The bus left the airport on time and the journey took about an hour. Crowd was already building up at the main bus station in Venice as buses, taxis, private cars and motorcycles started arriving. Human traffic was everywhere. It would be a crowded day.
For those familiar with Venice, the main tourist destination is Piazzo Saint Marco, Piazzo meaning Square. One could also walk to the square through the maze of the canals which would take more than an hour to do so. The most popular option was to take the waterbus, which we did, which most other tourists did too.
We had our first sight of the gondolas at the waterfront while looking for the waterbus site. We would certainly be seeing more of these later.
The waterbus we took was pretty crowded. There were several stops along the main waterway before reaching Piazza St Marco. I noted that there were no ticket conductors and the purchase of tickets were done in good faith. I wonder whether such service can work back home! Here, I did not notice anyone going for a free ride.
Anyway it was a good feeling to catch the sea breeze as the waterbus makes its way to the various stops. It was also a different sight to see buildings hugging the sea. There was water everywhere (but not a drop to drink) and there were boats plying up and down.
The sights we saw so far was well worth this excursion.
Piazza St Marco (St Mark's Square) is the central landmark and gathering place for Venice. One can find lots of tourists, photographers and pigeons. There are small alleyways, deisgner brand shops and restaurants.
We were amongst the handful of Asians in the mat salleh crowd.
What about masks? Isn't masks a feature of Venice? Well, it was, decades ago.
Here is the take on masks, copied from an internet site. The pictures are mine though.
"Unlike the vast majority of their counterparts in contemporary European nations, each citizen in Venice enjoyed a high standard of living. Everyone was part of the great economic machine that was the Republic. Venice was capitalizing on its position, on its gains, long before its contemporaries had realized the value of a market economy. With a level of social wealth unequaled since, the citizens of Venice developed a unique culture - one in which the concealing of the identity in daily life became paramount to daily activity. Part of the secrecy was pragmatic: there were things to do, people to see, and perhaps you might not want others to know what deals you were cutting. After all, the city is relatively small."
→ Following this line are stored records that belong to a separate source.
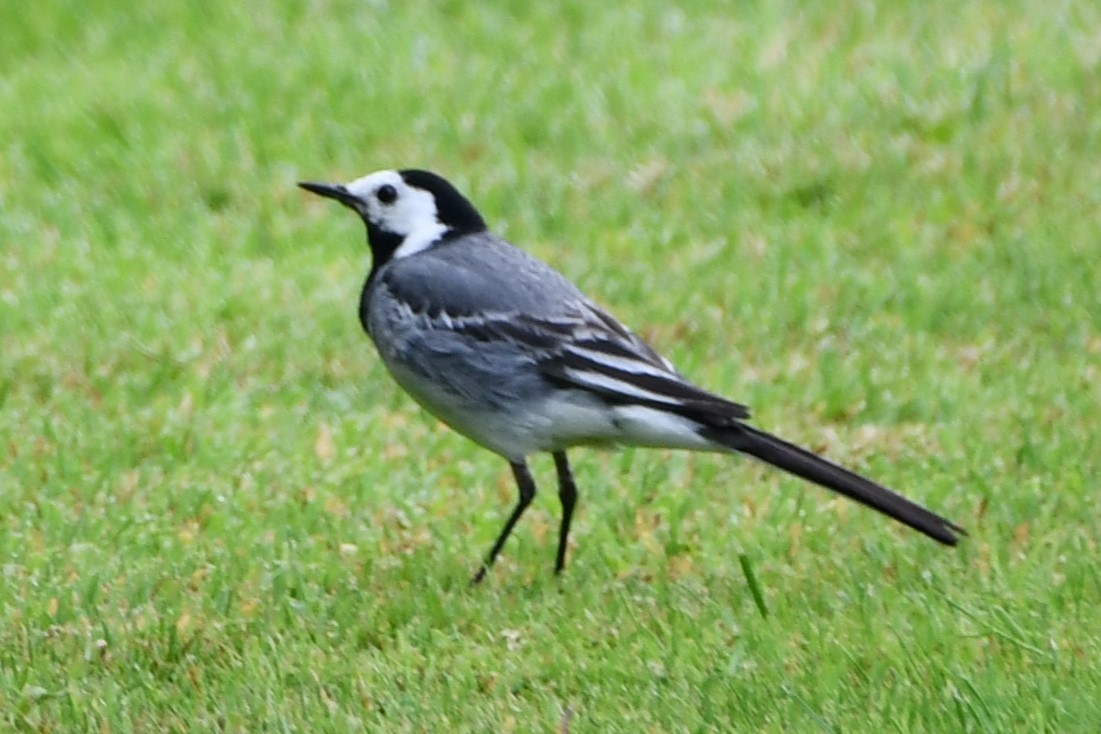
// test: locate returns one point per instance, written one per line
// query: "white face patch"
(411, 214)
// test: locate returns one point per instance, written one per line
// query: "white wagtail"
(507, 351)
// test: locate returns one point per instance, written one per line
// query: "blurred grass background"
(875, 223)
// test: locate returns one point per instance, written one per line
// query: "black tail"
(815, 469)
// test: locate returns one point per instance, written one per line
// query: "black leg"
(567, 492)
(526, 485)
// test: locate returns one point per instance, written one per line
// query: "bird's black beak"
(331, 192)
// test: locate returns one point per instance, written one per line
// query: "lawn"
(876, 223)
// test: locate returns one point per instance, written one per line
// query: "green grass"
(876, 223)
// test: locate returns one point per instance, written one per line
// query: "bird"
(507, 351)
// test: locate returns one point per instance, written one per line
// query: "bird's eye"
(387, 194)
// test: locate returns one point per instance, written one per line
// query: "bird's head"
(405, 211)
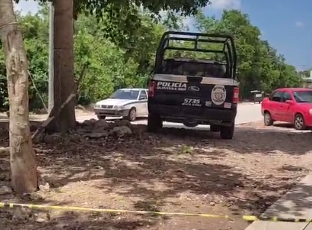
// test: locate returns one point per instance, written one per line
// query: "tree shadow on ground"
(159, 168)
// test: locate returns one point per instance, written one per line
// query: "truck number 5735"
(191, 102)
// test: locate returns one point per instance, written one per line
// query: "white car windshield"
(126, 94)
(303, 96)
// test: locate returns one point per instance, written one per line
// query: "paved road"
(246, 113)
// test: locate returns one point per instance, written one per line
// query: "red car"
(293, 105)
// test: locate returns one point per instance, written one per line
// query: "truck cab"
(194, 89)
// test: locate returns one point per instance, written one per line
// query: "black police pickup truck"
(195, 91)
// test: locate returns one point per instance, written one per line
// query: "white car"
(126, 103)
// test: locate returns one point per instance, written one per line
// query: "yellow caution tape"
(82, 209)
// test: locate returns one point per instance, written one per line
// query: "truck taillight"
(236, 95)
(151, 88)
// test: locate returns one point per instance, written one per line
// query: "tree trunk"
(64, 82)
(23, 163)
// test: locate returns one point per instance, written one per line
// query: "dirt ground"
(176, 170)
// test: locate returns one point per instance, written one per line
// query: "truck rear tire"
(154, 123)
(227, 132)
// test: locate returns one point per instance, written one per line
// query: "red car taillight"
(151, 89)
(236, 95)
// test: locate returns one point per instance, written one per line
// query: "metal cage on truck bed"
(228, 50)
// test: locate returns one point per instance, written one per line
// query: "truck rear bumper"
(196, 114)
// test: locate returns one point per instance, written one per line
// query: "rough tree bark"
(22, 157)
(64, 81)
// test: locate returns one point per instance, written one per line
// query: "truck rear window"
(194, 68)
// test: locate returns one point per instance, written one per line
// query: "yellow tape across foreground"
(206, 215)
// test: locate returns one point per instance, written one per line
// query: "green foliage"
(114, 59)
(108, 64)
(259, 65)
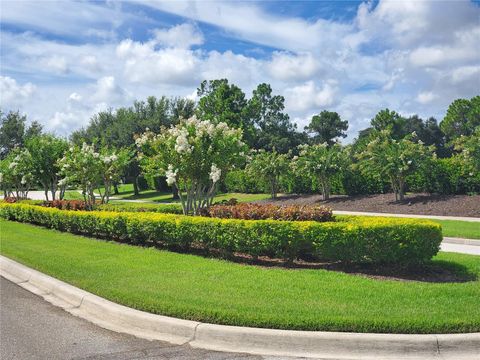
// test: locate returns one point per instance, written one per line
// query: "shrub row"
(248, 211)
(355, 240)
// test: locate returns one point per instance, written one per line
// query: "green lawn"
(217, 291)
(463, 229)
(126, 193)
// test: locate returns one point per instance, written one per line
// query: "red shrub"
(248, 211)
(66, 204)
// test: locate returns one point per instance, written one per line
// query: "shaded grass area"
(126, 193)
(212, 290)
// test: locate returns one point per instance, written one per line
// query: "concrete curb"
(325, 345)
(461, 241)
(414, 216)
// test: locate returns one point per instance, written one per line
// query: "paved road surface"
(31, 328)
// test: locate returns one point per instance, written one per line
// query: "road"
(31, 328)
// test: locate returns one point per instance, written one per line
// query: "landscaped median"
(352, 240)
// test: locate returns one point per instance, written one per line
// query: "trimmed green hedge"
(354, 240)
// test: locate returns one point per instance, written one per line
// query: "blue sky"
(63, 61)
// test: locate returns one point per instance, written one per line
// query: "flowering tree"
(395, 159)
(16, 173)
(193, 155)
(320, 162)
(46, 150)
(89, 169)
(269, 166)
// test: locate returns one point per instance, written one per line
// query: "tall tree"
(224, 102)
(14, 132)
(326, 127)
(273, 128)
(462, 117)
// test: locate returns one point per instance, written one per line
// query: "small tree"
(16, 173)
(321, 163)
(394, 159)
(89, 169)
(193, 155)
(269, 166)
(46, 150)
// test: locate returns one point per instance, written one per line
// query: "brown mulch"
(419, 204)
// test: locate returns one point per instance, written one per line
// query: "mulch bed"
(424, 204)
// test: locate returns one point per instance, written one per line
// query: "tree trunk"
(136, 192)
(175, 194)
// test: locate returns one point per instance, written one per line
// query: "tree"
(273, 128)
(223, 102)
(269, 167)
(46, 150)
(462, 117)
(326, 127)
(89, 169)
(16, 173)
(193, 155)
(321, 163)
(394, 159)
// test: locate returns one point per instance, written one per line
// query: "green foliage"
(321, 163)
(273, 128)
(193, 156)
(463, 116)
(326, 127)
(394, 159)
(13, 131)
(402, 242)
(269, 168)
(46, 151)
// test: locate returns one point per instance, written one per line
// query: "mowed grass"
(462, 229)
(126, 193)
(216, 291)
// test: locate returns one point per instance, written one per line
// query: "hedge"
(354, 240)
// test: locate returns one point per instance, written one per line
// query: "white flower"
(215, 173)
(171, 175)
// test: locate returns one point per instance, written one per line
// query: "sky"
(63, 61)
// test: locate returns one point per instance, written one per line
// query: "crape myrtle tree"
(85, 167)
(321, 162)
(394, 159)
(16, 178)
(193, 155)
(269, 167)
(45, 151)
(326, 127)
(116, 129)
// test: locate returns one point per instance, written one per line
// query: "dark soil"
(419, 204)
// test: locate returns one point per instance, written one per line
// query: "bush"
(401, 242)
(248, 211)
(66, 204)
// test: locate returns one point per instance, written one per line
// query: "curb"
(461, 241)
(319, 344)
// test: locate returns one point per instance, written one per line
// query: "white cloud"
(308, 95)
(285, 66)
(180, 36)
(426, 97)
(14, 94)
(144, 64)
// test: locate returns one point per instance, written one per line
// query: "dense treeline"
(395, 153)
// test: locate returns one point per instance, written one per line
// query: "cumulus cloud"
(308, 95)
(14, 94)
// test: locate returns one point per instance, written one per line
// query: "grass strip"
(211, 290)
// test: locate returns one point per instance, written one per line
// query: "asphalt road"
(31, 328)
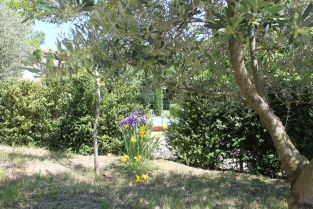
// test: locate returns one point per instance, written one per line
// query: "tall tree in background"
(237, 24)
(14, 46)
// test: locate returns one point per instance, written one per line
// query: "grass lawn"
(37, 178)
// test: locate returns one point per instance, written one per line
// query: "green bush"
(24, 118)
(210, 130)
(75, 122)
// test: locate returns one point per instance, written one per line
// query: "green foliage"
(14, 47)
(60, 115)
(75, 111)
(209, 131)
(23, 113)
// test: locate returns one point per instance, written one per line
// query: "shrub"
(24, 118)
(74, 131)
(210, 130)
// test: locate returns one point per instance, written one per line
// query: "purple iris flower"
(133, 119)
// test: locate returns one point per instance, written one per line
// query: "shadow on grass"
(162, 191)
(22, 156)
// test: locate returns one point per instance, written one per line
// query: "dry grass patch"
(37, 178)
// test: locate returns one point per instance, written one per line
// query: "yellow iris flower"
(142, 132)
(138, 158)
(145, 178)
(138, 179)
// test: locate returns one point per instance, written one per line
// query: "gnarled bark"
(297, 167)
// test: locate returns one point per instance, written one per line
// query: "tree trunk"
(96, 123)
(297, 167)
(258, 82)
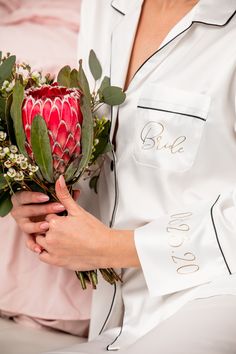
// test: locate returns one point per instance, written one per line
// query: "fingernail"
(62, 181)
(58, 207)
(37, 250)
(44, 226)
(43, 198)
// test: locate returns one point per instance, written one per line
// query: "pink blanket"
(43, 33)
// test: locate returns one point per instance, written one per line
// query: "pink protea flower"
(60, 108)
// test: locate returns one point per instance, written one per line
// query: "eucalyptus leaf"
(106, 82)
(87, 135)
(3, 182)
(72, 169)
(93, 183)
(74, 78)
(41, 148)
(103, 142)
(95, 66)
(6, 68)
(16, 114)
(113, 96)
(5, 204)
(63, 77)
(83, 82)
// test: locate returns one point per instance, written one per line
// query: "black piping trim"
(116, 191)
(109, 312)
(179, 34)
(107, 348)
(165, 110)
(120, 12)
(217, 238)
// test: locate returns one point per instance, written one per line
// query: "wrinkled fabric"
(43, 32)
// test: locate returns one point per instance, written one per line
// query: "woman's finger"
(29, 198)
(32, 245)
(27, 211)
(34, 227)
(41, 241)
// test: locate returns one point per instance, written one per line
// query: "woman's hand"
(29, 211)
(79, 241)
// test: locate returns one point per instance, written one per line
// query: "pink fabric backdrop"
(43, 33)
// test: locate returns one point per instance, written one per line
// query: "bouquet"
(50, 128)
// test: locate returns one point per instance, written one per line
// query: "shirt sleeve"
(189, 247)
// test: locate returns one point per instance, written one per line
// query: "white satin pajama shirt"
(172, 177)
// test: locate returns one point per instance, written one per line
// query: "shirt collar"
(213, 12)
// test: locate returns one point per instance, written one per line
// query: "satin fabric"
(30, 291)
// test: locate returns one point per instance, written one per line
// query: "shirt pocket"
(168, 127)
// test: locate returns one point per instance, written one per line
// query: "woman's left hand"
(79, 241)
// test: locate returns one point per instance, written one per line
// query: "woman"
(26, 282)
(166, 197)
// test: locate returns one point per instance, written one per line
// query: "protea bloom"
(60, 108)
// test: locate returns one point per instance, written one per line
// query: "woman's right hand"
(29, 211)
Additionally, the masks served an important social purpose of keeping every citizen on an equal playing field. Masked, a servant could be mistaken for a nobleman - or vice versa. State inquisitors and spies could question citizens without fear of their true identity being discovered (and citizens could answer without fear of retribution). The morale of the people was maintained through the use of masks - for with no faces, everyone had voices.